Not really! There's no baby yet, but I had some false alarms on the drive home from Thanksgiving dinner at our friends' house. Going over some big potholes put me into labor mode. And we started discussing the option of going to Woodhull Hospital near our apartment in Brooklyn. There were lower-pelvic tightening and labor-type pains going on.  But then it suddenly stopped, and I realized that perhaps the two plates of food and three servings of dessert I ingested might have had something to do with the pains. Nevertheless, it would have been some story had I truly gone into labor today. I wouldn't have minded. I'm definitely ready. It's really dragging on now. However, there is still much to do - as my friend inquired while I helped her make a pecan pie - if I had the diapers yet. No, that is a detail I've forgotten.  Better get those diapers tomorrow, yet do I dare venture out on Black Friday to buy them?

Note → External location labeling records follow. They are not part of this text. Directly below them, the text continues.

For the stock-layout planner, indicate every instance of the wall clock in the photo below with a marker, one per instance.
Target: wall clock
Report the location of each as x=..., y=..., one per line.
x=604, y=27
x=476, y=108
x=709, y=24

I don't think I want to face Baby's R Us when those fake labor pains, along with my crippled leg, might creep up while I'm waiting in line to pay for diapers.  I will go to the local baby store here in Brooklyn and get a package or two to start.  Next, I need a breast pump.  But I still have time for that.  It's now two weeks away.  I can't sleep tonight because the belly is now a liability for me  while lying down. I simply can't get into a comfortable position. That's an oxymoron if you're 38 weeks pregnant.  Coupled with 10 pounds of Thanksgiving food, there is no way that sleep will come to me tonight easily.  What is a 38-week old baby doing inside there about now, anyway? What is going through the mind of a soon-to-be-born baby? "I want out," or "I want in?"  I have no idea because this baby of mine is just doing what seems like perpetual somersaults.  I can see the stomach moving and undulating with each kick. Well, it did cross my mind this morning, as it will every morning for the next two weeks, that this baby will come out today.  And I will be a new mother again at age 46.  Yikes!  Well, I am so thankful for having the joy of being pregnant this year, at my age, with a sibling for my daughter to grace our lives in a few days' time. Thankful that I have gotten through these nine months with no real problems, except the unnecessary ones in my head. But I guess that goes with the territory.  Happy Blessings of Thanksgiving to All!